In Parts I and II, we have discussed a managerial revolution taking place in medicine. This revolution is changing the way medicine is practiced because most doctors (70%) are no longer in private practice but work for a hospital system, corporation, or the government.
In Part II we learned that there are four tenets of the managerial ideology that drives this new method of healthcare delivery. The first was technocratic scientism, which is the belief that everything, including society and human nature, can and should be fully understood and controlled through materialist scientific and technical means, and that those with superior scientific and technical knowledge are therefore best placed to govern society.
In Part III we will discuss the other tenets of managerial ideology.
Aaron Kheriaty, writing in The Epoch Times, tells us the second tenet of our managerial ideology is utopian progressivism, or the belief that a perfect society is possible through perfect application of scientific and technical knowledge and that the Arc of History bends toward utopia as more expert knowledge is acquired. He tells of a conversation with a nurse ethicist from Johns Hopkins a few years ago who was giving a guest lecture at the medical school where he taught. “She remarked that Johns Hopkins Hospital used the marketing tagline “The Place Where Miracles Happen.” Medicine is clearly not immune from utopian progressivism, even if it’s only cynically tapping into this ideology for public relations purposes.
The third feature of the managerialist ideology is liberationism, the belief that individuals and societies are held back from progress by the rules, restraints, relationships, historical institutions, communities, and traditions of the past—all of which are necessarily inferior to the new, and which we must therefore be liberated from in order to move forward. Contrary to this ideology, there are some things in medicine that will never change.

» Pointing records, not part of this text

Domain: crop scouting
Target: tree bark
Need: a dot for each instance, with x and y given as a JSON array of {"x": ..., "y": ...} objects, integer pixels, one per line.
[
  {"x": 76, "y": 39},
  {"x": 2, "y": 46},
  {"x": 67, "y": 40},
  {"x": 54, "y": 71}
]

Dr Kheriaty says, “At its foundation, medicine is constituted by a particular kind of relationship, one based upon trust between a patient made vulnerable by illness and a doctor who professes to use his knowledge and skills always and only for the purposes of health and healing. No technological advance, no societal development, will ever alter this. The ends, or purposes, of medicine are baked into the kind of profession that it is, grounded in the realities of health, illness, and the human body.”
This liberationism has led to all kinds of perverse thinking. “Why limit ourselves to healing when we can turn men into women, women into men, and humans into bigger, faster, stronger, smarter post-humans or super-humans? Liberationist projects will free man not just from the ravages of illness, but from the constraints of human nature itself,” says Kheriaty.
The most grotesque example of this kind of thinking is so-called “gender-affirming care.” Kheriaty tells us this is quickly crumbling under the weight of evidence showing that puberty-blocking hormones, cross-sex hormones, and surgeries that destroy healthy reproductive organs have not improved the mental health outcomes of gender-dysphoric youth.
“What has unfolded in the past several years with the explosion of “gender-affirming care” was largely driven not just by the liberationist ideology, but also by financial considerations and the desire to create a cohort of lifelong patients entirely dependent on the health care system, who were once otherwise physically healthy. The result has been a form of institutionalized and medicalized child abuse fueled by social contagion and sustained by the slandering and silencing of critics. Gender medicine will go down as one of the greatest scandals and follies of medical history, and is poised to soon globally collapse under the weight of its own contradictions.”
The fourth feature of the managerial revolution is homogenizing universalism, or the belief that all human beings are fundamentally interchangeable units of a single universal group and that the systemic “best practices” discovered by scientific management are universally applicable in all places and for all peoples. Therefore, any nonsuperficial particularity or diversity of place, culture, custom, nation, or government structure anywhere is evidence of an inefficient failure to converge successfully on the ideal system; progress always naturally entails centralization and homogenization.
What are the outcomes of these tenets of managerial ideology?
Dr. Kheriaty answers, “None of this improves medical outcomes. In fact, they often worsen medical outcomes by mandating a one-size-fits-all approach to clinical care. This compromises physicians’ appropriate clinical judgment and discretionary latitude. Doctors are pushed to hit metrics on measurements like blood pressure, even if this does not actually improve meaningful outcomes like heart attacks or strokes.”
Could there be an incentive for doctors to overprescribe medications?
These guidelines are often pushed by industry groups that have a vested interest in expanding disease categories or widening disease definitions. “Let’s lower the threshold for what counts as hypertension or high cholesterol so that more patients get on antihypertensives and statins,” for example. If doctors don’t comply, we don’t get paid. It does not matter whether putting more patients on statins fails to save lives. This leads, among other issues, to preventative overprescribing. In the United States, 25 percent of people in their 60s are on five or more long-term medications. That number rises to 46 percent for people in their 70s, and 91 percent for nursing home residents.
Dr. Kheriaty calls for the development of parallel medical institutions – entirely new models of clinical care and reimbursement – started by physicians who opt out of this perverse system entirely. For this to happen, we will need an entirely new era of doctors who hold fast to the beliefs of past generations like mine who went into medicine to put the patient ‘s interests first – not the medical institution.